Which implies that 10 out of 6272 output samples are slightly different, as can be seen in the printout.

They’re not going to be identical due to different orderings of floating point addition. If you want to compare against a reference implementation, you should use double-precision numbers in the reference. You may also want to try comparing the reference implementation against itself with single and double precision numbers.

Hi, thank you for your reply.

Do you have any suggestion on how it should be ordered? I think only the kernel computation order matters.

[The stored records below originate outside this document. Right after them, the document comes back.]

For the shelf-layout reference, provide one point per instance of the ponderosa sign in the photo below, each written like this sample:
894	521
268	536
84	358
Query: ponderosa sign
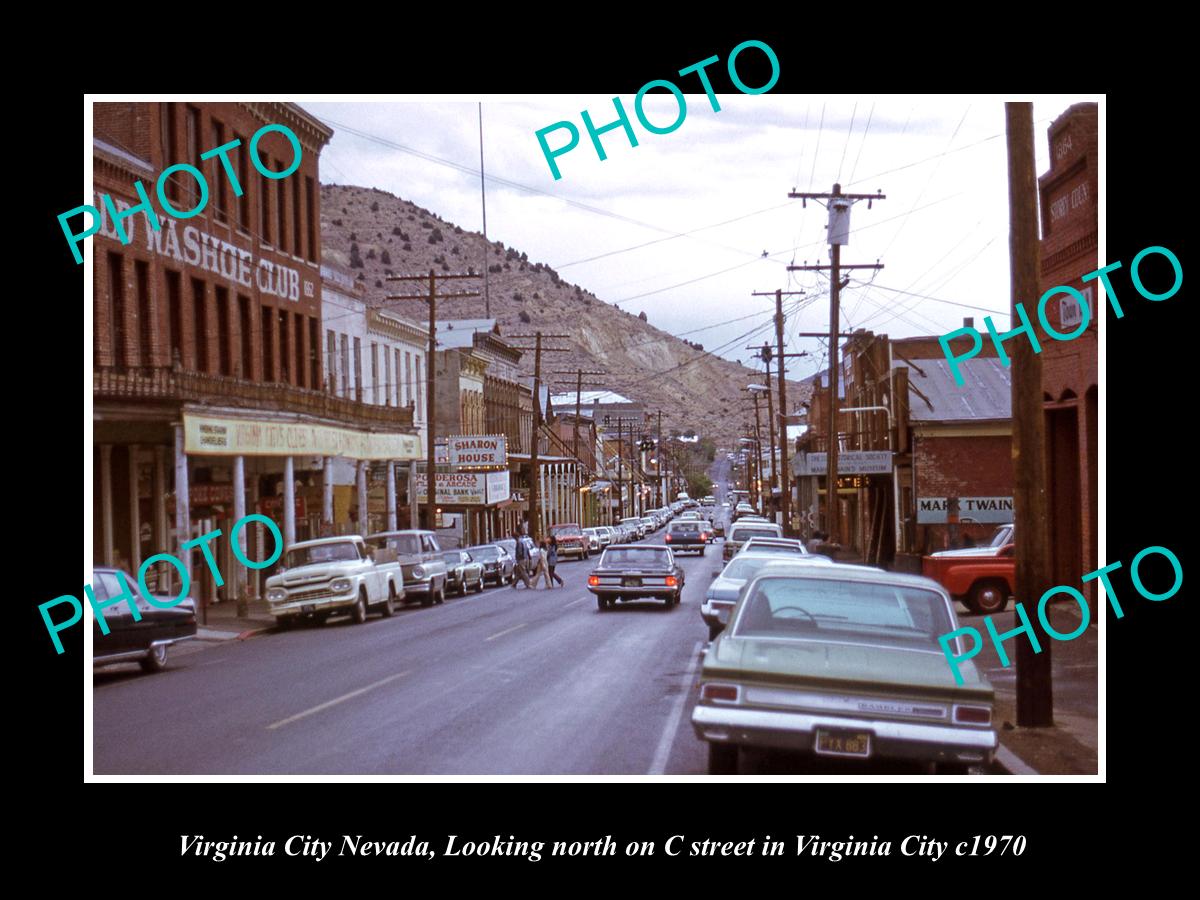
477	450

I tried to reorder the kernel computation (and the bias assignment up front instead of at the end), but with little success.

edit: well of course, the back-end of PyTorch probably uses GEMM (or something similar) for convolution, which in case of GEMM might even modify the number of multiplications or accumulations with optimized MatMul routines.

In the end I do matter about these few rounding errors because, I tried to substitute some PyTorch Conv2d layers with my own reference for some experiments, but the network outcome was affected (accuracy and loss).

I guess there is no easy solution for this problem :frowning:

The easy solution is to use double-precision floating point numbers (torch.DoubleTensor).

I wasn’t suggesting a different ordering: I’m suggesting that you compare double vs. float in a single implementation. You will see relative errors larger than 1e-4 in the small outputs due to cancellation.

The point is that this isn’t a mistake or bug. It’s within the expected error due to floating-point arithmetic.